Sweet candy and make-believe … or soul food?

I’m willing to bet that if I asked our middle school students who Martin Luther was, most would say he was a famous civil rights leader.
While many of the kids in town will be dressing up as Harry Potter, Mirabel, the Mandalorian, or ghosts and their parents will be showing them around in search of candy, I’ll be reading the chapter in Roland Bainton’s biography of Luther, here I standin which he tells the story of the Augustinian monk who 505 years ago, on October 31, 1517, nailed 95 theses – or topics for discussion – to the door of a church in Wittenberg, Germany.
Yawning?
Well, actually, Luther’s story is kind of exciting. It’s about a loner who took on the two most powerful institutions of his time – the Holy Roman Empire and the Catholic Church – and dared to speak the truth to those in power. The 95 Theses dealt with the corrupt practice of indulgences, granting the forgiveness of sins if the penitent paid a sum of money to the church.
In the 16th century, church doors were the social media app of the time, and Luther only wanted to discuss the issue “online.” Well, the 95 theses went “viral” and both the Emperor and Archbishop decided to nip this pesky social media thing in the bud. They ordered Luther to explain himself at a meeting in the city of Worms, Germany.
“Take back everything you wrote and said,” they urged the monk standing in front of them, “and we’ll let you off easy.”
To which Luther famously replied: “Unless I am convinced by Scripture and simple reason – I do not accept the authority of popes and councils, for they have contradicted themselves – my conscience is captivated by the Word of God. I can’t and don’t want to revoke anything, because acting against one’s conscience is neither right nor safe.”
Sounds very modern, doesn’t it? sounds like dr King and Nelson Mandela and Dietrich Bonhoeffer and Oscar Romero. Sounds like Liz Cheney and Adam Kinzinger and all those Republicans who testified at the January 6th hearings.
In reality, Luther was a complicated mind. In him we see on the one hand the advent of individualism, a very modern phenomenon, on the other hand he was quite conservative and medieval in his piety.
He never wanted to split the church, let alone destroy it. However, the unintended consequence was that the Church was divided and bloody wars were fought between Protestants and Catholics.
In other words, Luther was a progressive conservative. He wanted to reform the church, not by starting something new, but by going back to its roots, which in his case was the Bible. The English word “radical” comes from the Latin word root or “roots”.
We often think of radicals as people who want to innovate, but at least etymologically this means going back to the source, to the foundation, to the origin.
Nobody – neither Catholic nor Protestant – advocated canonizing Luther as a saint. He was, shall we say, a salty personality, and hypersensitive translators, for example, translate the German word scheisse, which the reformer often used, into the English word dung.
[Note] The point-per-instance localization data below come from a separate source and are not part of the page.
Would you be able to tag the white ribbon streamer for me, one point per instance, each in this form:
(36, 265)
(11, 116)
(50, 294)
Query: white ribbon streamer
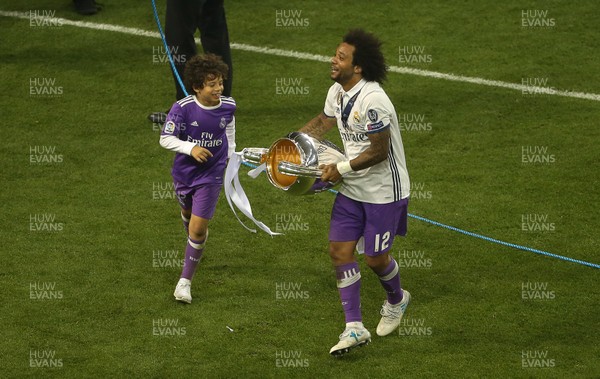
(234, 193)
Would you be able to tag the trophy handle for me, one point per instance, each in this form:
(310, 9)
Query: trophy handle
(254, 155)
(294, 169)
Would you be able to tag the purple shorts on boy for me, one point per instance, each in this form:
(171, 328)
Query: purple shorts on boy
(201, 199)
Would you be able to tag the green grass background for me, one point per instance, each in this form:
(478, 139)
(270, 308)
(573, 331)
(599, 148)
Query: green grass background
(470, 162)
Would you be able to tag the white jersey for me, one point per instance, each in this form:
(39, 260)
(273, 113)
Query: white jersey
(371, 112)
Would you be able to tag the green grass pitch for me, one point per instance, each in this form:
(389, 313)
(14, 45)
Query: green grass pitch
(92, 239)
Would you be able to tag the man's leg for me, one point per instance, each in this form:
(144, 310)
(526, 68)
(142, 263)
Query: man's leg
(214, 36)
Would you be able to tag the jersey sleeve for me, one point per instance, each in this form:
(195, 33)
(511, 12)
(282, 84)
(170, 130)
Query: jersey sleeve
(377, 113)
(330, 102)
(174, 123)
(230, 133)
(169, 135)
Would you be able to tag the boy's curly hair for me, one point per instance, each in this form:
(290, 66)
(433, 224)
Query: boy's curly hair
(201, 68)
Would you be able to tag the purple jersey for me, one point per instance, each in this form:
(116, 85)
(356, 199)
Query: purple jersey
(205, 126)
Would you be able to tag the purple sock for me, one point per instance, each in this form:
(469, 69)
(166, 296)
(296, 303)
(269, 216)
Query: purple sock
(193, 253)
(186, 223)
(390, 280)
(348, 283)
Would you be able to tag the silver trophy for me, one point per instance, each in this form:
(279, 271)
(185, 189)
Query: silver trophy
(292, 162)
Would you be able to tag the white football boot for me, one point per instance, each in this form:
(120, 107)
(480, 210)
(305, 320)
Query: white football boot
(391, 315)
(182, 291)
(351, 338)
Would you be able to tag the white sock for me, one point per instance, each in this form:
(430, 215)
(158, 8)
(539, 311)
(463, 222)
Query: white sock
(355, 324)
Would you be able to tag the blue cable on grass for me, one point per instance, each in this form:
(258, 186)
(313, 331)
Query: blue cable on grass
(485, 238)
(471, 234)
(162, 36)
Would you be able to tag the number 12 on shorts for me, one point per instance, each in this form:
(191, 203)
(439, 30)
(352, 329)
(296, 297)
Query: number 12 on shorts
(382, 242)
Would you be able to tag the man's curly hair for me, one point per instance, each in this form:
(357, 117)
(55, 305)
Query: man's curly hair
(367, 54)
(201, 68)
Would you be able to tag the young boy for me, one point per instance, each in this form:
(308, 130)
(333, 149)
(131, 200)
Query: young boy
(200, 128)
That’s not the exact meaning of the word!
As we approach Halloween this year, I think the world needs a little less sugar in the form of candy and escapes into fantasy worlds and more stories about people like Martin Luther and, come to think of it, his namesake Martin Luther King.
like dr King, the church reformer knew how to throw out the bathwater without throwing out the baby, ie he valued tradition and did not innovate for the sake of innovation. He understood that the most radical and fundamental change comes through a return to basics.
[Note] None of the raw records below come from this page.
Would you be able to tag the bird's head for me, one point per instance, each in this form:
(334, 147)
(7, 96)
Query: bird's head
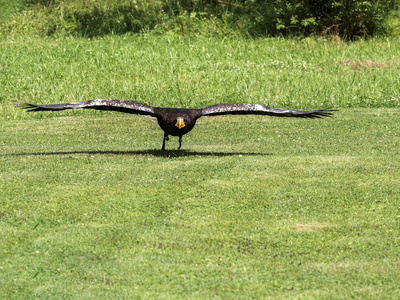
(180, 123)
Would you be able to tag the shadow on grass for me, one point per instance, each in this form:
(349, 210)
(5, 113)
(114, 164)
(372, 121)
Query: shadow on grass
(159, 153)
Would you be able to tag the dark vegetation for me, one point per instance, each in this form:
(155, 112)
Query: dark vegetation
(252, 18)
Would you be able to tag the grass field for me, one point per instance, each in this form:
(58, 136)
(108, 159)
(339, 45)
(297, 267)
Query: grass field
(252, 207)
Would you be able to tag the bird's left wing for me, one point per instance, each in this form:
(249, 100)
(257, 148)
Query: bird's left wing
(131, 107)
(257, 109)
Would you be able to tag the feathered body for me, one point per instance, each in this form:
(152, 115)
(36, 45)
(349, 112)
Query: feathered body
(179, 121)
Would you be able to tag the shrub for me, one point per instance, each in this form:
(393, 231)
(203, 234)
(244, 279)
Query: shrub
(346, 18)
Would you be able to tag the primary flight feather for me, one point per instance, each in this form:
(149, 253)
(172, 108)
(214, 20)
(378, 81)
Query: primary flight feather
(179, 121)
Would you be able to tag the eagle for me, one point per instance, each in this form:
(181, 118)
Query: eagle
(179, 121)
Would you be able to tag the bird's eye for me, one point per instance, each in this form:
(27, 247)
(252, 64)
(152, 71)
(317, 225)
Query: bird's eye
(180, 123)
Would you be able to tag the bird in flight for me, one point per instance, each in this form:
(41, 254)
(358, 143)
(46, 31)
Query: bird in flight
(179, 121)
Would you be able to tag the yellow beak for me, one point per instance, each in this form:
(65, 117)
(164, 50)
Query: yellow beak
(180, 123)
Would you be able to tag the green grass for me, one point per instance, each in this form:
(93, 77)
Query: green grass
(193, 72)
(252, 207)
(266, 208)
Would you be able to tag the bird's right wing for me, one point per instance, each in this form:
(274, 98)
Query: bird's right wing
(126, 106)
(257, 109)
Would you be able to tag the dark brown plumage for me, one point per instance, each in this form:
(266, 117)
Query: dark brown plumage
(179, 121)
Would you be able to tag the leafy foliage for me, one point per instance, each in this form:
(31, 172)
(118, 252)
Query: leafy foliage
(348, 19)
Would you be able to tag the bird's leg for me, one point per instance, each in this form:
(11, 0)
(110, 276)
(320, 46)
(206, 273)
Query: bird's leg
(180, 142)
(165, 139)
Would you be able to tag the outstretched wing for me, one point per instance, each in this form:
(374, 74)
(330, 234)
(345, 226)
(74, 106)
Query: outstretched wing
(257, 109)
(131, 107)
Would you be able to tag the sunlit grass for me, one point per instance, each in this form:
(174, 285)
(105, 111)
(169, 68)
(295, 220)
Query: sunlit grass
(194, 72)
(252, 207)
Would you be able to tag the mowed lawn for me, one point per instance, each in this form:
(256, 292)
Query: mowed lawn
(252, 207)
He was not a drainage, anti-government, libertarian, but at the same time he did not blindly obey authority, not even the authority of the Bible.
But in addition to his theological insights, I find Luther so sympathetic because he was a truly human person with whom I can identify. Like me, he had strengths and weaknesses. Here are some quotes that illustrate some of its many sides.
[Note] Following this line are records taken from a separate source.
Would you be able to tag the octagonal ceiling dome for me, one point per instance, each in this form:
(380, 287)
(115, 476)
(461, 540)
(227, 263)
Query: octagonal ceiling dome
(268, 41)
I have so much to do that I will spend the first three hours in prayer.
Music often comforted and refreshed my overflowing heart when I was sick and tired.
Beer is made by man, wine by God.
Be a sinner and sin boldly, but believe and rejoice in Christ even more boldly.
God does not write the gospel in the Bible alone, but on trees and flowers and clouds and stars.
Let the wife make her husband happy to come home and sorry to see him go.
Where the battle rages, the soldier’s loyalty is proven.